All in all, the trip went better than any of us could have imagined. Critter is an extremely laid back baby most of the time, which helped a lot. But other than that, my mom had plenty of useful tips for traveling both postpartum and with a baby, and what she didn’t tell me, I learned on the fly. Here’s what I learned this past week:
1. Pack plenty of distractions (for both you and baby.)
Postpartum travel involved way more sitz baths than anyone should have to take ever, much less while on a “vacation.” Sitz baths feel really good, but they’re kind of…boring. Not only that, but three weeks postpartum isn’t enough time for your body I have bounced back yet, so if you’re anything like me, you don’t feel like doing a million activities. That left me with a lot of time I could have spent staring at the walls. Luckily, I had downloaded a book onto the iPad, and I have plenty of games on my phone. A paperback or a coloring book would have been nice, too.
For Critter, long periods in the car seat could get pretty tedious, especially during “Critter Awake Time.” We actually had to run out and buy a set of “baby’s first keys,” a combination rattle/teether. She won’t need the teething part for a while, but looking at the brightly colored keys could usually distract her until we could find somewhere to stop and let her out of the car seat for a while.
2. Pack comfort items (again, for you AND the baby.)

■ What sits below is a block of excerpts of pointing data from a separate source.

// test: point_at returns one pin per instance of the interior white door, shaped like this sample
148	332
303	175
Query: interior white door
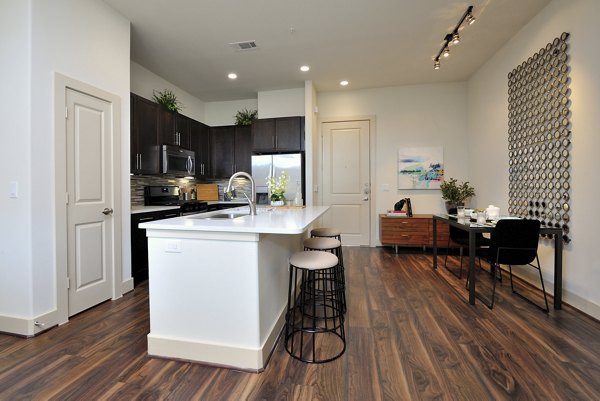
89	200
346	179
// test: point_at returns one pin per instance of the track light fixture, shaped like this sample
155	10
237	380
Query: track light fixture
453	38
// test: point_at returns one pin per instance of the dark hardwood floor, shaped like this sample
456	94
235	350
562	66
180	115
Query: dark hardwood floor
411	335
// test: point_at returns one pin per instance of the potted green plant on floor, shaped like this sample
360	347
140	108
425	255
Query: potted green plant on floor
455	193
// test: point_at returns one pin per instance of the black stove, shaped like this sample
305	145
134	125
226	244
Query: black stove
168	195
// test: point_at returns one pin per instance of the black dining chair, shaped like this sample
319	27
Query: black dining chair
515	242
461	238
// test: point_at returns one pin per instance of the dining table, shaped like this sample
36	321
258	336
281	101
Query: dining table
473	228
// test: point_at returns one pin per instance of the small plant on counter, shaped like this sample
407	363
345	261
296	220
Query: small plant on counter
277	187
456	193
168	99
245	117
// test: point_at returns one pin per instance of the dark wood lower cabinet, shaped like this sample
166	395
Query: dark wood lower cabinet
139	242
411	231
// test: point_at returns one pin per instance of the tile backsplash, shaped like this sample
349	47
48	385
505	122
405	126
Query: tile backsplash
138	182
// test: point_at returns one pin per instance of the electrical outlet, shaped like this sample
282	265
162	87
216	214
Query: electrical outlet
13	189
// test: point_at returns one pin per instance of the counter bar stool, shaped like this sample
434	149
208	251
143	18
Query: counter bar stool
314	323
334	246
328	232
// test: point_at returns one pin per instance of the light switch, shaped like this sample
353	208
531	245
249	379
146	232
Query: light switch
173	246
13	189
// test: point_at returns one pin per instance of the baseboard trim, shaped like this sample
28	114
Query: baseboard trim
127	286
28	327
224	355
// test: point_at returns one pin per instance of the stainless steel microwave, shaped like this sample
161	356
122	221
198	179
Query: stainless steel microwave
178	161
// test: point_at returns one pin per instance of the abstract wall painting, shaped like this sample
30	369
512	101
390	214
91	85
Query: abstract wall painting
420	168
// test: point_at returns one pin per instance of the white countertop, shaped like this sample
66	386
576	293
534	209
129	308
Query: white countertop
269	220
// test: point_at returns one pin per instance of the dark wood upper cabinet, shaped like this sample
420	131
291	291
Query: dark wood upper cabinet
243	148
222	142
200	144
230	150
144	136
174	128
284	134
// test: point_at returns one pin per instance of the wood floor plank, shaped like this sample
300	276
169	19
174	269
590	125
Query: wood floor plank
410	332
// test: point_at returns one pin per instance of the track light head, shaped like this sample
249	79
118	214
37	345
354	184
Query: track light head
455	38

Critter finds swaddling soothing. I suck at swaddling. This isn’t a great combination. Luckily, we had gotten a Halo Sleep Sack in our “new baby” kit from the hospital. Being able to put Critter in her sleep sack when she was starting to get upset about sleeping in a weird place (with 500,000 motorcyclists partying all around us) was a blessing. I also like Velcro swaddle blankets, but I only had so much room in the suitcase. We also used Calming Baby Body Wash for Critter every night. The scent of lavender and chamomile was definitely calming.

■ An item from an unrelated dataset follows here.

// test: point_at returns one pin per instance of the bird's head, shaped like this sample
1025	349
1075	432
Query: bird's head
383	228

For me, having a hemorrhoid pillow to sit on and a cuddly blanket was essential. If I had more room, I would have brought my own pillow, because I have a crick in my neck after using squishy pillows for a week. They’re so comfortable at the time, but my neck hates them. If you’re a light sleeper, ear plugs and a sleep mask are great investments before traveling.
3. Plan for lots of rest.
While driving, plan for lots of stops. Getting out and stretching your legs is essential if you’re postpartum and you just had your hips totally wrecked by giving birth, and it’s pretty necessary for a baby, too. You may travel slower this way, but it’s worth it for both of you. We stopped every two to three hours, and my pelvic area thanked me. ( Another tip? Don’t try to push eight hours of travel into one day, like we had to. Download an app like Hotwire and score. Great deal on a room in whatever area you wind up in when baby can’t handle any more car seat time….or your postpartum bottom is about to give up the ghost from the bumpy roads.)
While we were in Myrtle Beach, we wound up having an entire day stuck in the hotel. This wasn’t planned, but it was exactly what Critter and I needed. Rainy weather isn’t bad for watching HGTV and sleeping, so that’s what we did. I also took sitz baths, but you know. To each their own. We also planned in rest time each day, which worked perfectly for me and Critter. We like resting.

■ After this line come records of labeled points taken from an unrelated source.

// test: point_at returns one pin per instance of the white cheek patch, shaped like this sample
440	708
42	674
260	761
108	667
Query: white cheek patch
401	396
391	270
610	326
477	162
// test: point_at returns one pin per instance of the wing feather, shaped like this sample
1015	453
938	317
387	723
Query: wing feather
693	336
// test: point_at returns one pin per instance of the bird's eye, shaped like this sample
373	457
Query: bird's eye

4. Don’t stress too much about a schedule…..but keep up your routine.
Schedules are hard with kids, and they’re hard when you’re recovering. It’s nice to give yourself some leeway with times. Instead of planning to be somewhere at exactly 8:30, and stressing out because a last minute diaper change or a car seat struggle has you running late, try to give yourself the freedom to change your plans. It may mean that you don’t make it to a fancy family dinner you’ve been dying to go to, but it will save your sanity (and probably the sanity of everyone at the fancy dinner you didn’t bring a baby to.)
On the other hand, babies (and people like me) love routines. Staying on routine can make travel easier for baby by keeping them from getting more tired and cranky than necessary, and it’ll help keep you from feeling like your brain is going to spill out your ears. For example, if you usually bathe the baby, read a bedtime story, then wrap that sucker up in a tight swaddle, you’re probably going to want to keep doing that around the same time as you would at home. This lets baby know that yes, it’s still time to go to sleep, even if there are 500k motorcyclists in town who want to stay up all night. (Critter! You’re a baby, not a biker. Sleep!)
Travel can be hard even on a healthy adult who isn’t recovering from having a baby, much less on a postpartum parent and a baby. Luckily, there are plenty of ways to keep your travel from being totally overwhelming. In fact, if you’re careful, you might even accidentally enjoy yourself.
What are you best tips for postpartum travel and traveling with baby?